The lasting effects of Hedwig Eleonora’s cultural patronage as Queen of Sweden are most visible in the buildings she commissioned and furnished, most prominently the Palace of Drottningholm. The significance of Hedwig Eleonora’s contribution to Sweden’s national heritage has recently come into focus and in 2015 she and her architectural monuments and collections will be the subject of a large exhibition to be mounted in Stockholm by one of the Marrying Cultures partner institutions, Husgerådskammaren (The Royal Collections). The Marrying Cultures project will contribute to the ongoing discussion by looking at Hedwig Eleonora not from a Swedish but from a German perspective and by examining the female networks and the practices of collecting, particularly book collecting, that informed her upbringing. The courts of her parents in Gottorf and of her maternal grandparents in Dresden were centres of female book collecting and thus form an essential part of this study. Due to the castle fire of 1697 in Stockholm many books belonging to the Queen were destroyed and only traces of her own collections remain. Evidence of the reading and writing associated with the education of young relatives at her court, above all with her niece Magdalena Sibylle of Hessen-Darmstadt (1652-1712), who spent part of her youth (1666-1673) at the Stockholm court shows how books were exchanged as part of the lifelong correspondence between the two women. The extant evidence of Hedwig Eleonora’s book acquisitions and the book catalogue belonging to Magdalena Sibylle, who in 1673 became a Duchess in Stuttgart and like her aunt in Sweden was widowed as a young woman and acted as regent for her son, will form the nucleus of the first part of the project. The collection of over 800 works belonging to the Duchess show her lifelong interest in Scandinavia and Swedish literature and the arts. Hedwig Eleonora also remained in touch with her sisters in Gottorf, Mecklenburg, Zerbst and Baden-Durlach and their correspondence and collections will also be included in the study.

Areas of Research:

  • Family networks:
    • How did Hedwig Eleonora remain in contact with her birth family and what expectations did they associate with her elevated status? Did these change as her roles altered (consort, regent, dowager)?

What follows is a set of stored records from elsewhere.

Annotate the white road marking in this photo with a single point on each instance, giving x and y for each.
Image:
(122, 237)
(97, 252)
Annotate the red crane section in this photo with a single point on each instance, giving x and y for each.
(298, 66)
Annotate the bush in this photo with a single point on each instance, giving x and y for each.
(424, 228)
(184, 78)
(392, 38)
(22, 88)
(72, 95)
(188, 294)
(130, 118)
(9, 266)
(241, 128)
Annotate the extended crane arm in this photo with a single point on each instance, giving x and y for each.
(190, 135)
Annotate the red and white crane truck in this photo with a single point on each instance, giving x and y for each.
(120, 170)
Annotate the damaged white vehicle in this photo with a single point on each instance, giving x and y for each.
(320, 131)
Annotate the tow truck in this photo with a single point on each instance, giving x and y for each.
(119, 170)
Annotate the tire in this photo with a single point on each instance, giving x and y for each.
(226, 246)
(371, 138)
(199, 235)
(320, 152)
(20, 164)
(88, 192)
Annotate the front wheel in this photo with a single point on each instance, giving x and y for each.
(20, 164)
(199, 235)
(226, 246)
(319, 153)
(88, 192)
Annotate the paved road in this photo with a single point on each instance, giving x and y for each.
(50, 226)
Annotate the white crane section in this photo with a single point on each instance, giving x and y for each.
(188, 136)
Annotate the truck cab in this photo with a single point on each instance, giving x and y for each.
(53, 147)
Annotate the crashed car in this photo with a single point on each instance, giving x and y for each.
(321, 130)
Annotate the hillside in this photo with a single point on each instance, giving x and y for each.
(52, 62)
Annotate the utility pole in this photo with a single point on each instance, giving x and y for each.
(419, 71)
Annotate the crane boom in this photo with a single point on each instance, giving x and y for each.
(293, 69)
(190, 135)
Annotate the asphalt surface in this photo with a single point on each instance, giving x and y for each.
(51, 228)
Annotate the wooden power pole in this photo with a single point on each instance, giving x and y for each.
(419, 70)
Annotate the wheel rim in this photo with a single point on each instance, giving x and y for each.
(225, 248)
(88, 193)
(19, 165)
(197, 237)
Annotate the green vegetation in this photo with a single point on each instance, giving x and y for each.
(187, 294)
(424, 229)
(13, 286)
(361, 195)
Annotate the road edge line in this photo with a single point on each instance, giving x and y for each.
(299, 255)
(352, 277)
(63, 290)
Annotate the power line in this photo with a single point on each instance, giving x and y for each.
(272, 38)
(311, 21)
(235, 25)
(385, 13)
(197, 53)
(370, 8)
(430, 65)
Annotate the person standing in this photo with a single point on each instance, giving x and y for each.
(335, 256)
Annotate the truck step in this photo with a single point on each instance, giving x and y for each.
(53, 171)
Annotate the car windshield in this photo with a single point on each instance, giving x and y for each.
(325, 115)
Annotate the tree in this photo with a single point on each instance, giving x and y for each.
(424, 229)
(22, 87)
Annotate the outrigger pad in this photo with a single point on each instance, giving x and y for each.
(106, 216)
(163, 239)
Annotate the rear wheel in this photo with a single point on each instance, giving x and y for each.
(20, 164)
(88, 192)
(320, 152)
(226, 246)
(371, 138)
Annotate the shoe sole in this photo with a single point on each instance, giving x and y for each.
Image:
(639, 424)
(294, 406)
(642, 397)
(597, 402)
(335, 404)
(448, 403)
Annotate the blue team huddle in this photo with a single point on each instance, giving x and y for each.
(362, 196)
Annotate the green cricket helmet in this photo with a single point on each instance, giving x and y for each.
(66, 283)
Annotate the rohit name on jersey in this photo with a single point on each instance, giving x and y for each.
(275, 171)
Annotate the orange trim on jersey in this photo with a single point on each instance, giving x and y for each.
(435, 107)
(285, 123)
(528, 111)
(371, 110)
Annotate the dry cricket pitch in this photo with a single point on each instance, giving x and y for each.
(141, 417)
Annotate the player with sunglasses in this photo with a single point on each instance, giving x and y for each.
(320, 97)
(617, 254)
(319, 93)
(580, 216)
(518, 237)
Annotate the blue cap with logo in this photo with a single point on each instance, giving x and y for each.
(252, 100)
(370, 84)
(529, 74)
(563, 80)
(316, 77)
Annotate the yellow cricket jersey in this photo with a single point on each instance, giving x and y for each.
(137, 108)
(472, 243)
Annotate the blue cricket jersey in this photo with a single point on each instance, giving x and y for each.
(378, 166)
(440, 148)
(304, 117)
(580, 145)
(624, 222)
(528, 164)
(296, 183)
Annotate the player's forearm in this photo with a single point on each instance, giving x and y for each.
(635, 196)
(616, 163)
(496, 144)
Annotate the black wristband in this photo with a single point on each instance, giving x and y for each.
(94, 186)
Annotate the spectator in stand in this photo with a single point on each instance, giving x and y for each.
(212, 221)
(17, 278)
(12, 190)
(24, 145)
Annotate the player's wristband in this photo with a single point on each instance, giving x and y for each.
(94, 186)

    • How did the patterns of travel (Grand Tour) of her birth dynasty and those of the children of her siblings change over time and what cultural impact did the visits to Stockholm by young relatives of the Queen have?
    • How were genealogical and dynastic publications used to reinforce networks and display alliances?
    • What role did the upholding of confessional tradition play in forging and maintaining female networks?
  • Books and authors
    • How did collecting practices in Gottorf and Dresden inform the education of Hedwig Eleonora and her sisters? Can we trace books which were passed down to them by female inheritance?
    • What do the book collections of her female relatives and forebears reveal about the practices of dynastic women’s book collecting and the movement of texts in the early modern period? What are the comparable collections that could provide parameters for assessing the cultural impact of dynastic women’s libraries in the 17th century?
    • What books may Hedwig Eleonora have taken with her to Stockholm and how did she keep in touch with the German book market and German authors?
    • Are there specific genres that were particularly well-represented in dynastic women’s book collections?
    • What are the connections between the contents of individual women’s libraries and their other cultural endeavours?